The Niemodlin dialect (gwary niemodlińskie, Silesian: niymodlińskie gwar, niymodliński dialekt, pronunciation: /ɲɨmɔˈdliɲski ˈdjalɨkt/) is a Silesian dialect, used in the parts of the city of Niemodlin, Poland. It slightly differs from standard Silesian by having a characteristic pronunciation called mazuration (mazurzenie), which means that the consonants cz sz ż dż are pronounced as the alveolars c s z dz (IPA: /[ts]/, /[s]/, /[z]/, and /[dz]/, respectively). In Niemodlin Silesian phonology a nasalized vowel y (/[ɨ̃]/) may also occur.

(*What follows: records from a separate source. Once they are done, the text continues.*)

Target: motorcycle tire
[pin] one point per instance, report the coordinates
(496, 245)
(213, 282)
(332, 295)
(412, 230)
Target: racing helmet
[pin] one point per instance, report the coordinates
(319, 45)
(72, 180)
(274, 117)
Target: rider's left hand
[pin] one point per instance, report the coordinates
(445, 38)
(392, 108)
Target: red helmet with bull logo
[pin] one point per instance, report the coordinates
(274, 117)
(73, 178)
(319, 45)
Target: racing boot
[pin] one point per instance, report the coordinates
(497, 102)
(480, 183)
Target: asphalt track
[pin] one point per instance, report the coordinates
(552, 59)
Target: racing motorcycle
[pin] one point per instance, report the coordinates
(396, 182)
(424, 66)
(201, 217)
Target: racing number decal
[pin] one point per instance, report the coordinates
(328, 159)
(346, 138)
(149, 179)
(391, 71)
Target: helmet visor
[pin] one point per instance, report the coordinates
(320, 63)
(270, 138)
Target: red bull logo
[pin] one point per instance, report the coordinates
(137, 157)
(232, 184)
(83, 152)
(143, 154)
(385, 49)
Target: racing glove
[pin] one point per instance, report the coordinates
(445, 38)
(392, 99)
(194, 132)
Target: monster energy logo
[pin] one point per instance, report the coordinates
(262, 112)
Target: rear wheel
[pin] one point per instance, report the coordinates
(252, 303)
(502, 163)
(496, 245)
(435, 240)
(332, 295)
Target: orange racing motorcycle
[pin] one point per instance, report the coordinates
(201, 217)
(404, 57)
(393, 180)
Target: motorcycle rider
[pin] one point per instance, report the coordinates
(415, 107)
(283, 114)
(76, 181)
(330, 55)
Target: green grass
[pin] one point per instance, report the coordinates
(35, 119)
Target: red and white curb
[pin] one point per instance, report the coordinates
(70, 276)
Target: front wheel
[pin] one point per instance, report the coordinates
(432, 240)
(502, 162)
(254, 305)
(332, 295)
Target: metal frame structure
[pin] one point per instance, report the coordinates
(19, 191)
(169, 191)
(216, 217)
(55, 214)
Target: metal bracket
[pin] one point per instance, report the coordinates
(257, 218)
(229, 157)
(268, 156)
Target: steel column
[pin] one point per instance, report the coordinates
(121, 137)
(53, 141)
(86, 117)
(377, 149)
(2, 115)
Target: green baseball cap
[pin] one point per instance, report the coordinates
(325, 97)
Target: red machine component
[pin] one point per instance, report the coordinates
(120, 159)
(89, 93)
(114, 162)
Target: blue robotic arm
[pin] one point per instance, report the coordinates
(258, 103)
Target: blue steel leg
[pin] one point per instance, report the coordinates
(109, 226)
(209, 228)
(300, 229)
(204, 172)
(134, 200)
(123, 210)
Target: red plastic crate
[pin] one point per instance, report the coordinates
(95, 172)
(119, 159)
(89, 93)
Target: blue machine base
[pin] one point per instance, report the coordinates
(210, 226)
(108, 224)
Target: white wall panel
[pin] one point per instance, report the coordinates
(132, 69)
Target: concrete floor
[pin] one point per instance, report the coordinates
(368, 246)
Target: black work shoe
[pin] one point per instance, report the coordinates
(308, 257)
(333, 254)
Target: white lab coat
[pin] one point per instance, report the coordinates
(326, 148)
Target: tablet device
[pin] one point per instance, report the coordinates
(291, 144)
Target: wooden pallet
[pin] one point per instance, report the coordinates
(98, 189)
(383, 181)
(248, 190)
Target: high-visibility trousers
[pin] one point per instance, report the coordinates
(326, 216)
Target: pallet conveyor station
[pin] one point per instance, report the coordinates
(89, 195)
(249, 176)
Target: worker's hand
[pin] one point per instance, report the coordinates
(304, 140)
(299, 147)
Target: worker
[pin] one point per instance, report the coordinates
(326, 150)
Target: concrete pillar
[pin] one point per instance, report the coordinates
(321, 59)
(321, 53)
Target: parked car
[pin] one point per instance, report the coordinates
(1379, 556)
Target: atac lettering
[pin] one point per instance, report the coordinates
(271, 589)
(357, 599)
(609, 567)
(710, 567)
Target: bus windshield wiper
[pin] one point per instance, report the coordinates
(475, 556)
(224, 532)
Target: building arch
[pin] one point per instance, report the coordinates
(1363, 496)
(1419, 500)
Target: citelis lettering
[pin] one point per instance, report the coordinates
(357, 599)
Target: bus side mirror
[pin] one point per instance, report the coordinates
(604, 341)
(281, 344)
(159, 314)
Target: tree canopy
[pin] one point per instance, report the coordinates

It is closely related to the Prudnik dialect.

== Example of the dialect ==

Jak my byli chopcy, to my śli tys cansto na gřiby. Noubaři my śe radowali, jak my nouwjancyj prawikůw a růtkopůw nazbjyrali, bo te bůuy bardzo twardy do krouńou. Prawiki a růtkopy – z wjankša rosnům we břuskach. Śińouki a kuřůntka – te z wjankša rosnům zajś we śwjyrckach. Majślouki tys sům dobry, yno te žoudyn ńe chćou zajś roud uodźyrać, bo te musům zajś być uodźyrany, a bardzo śe lepjům po palcach. Bźony – te rosnům zajś na ślagach, na tych uodźymkach uod strumůw. I poram muchorůutkůw my tys přinůjśli, co na muchy jadźić.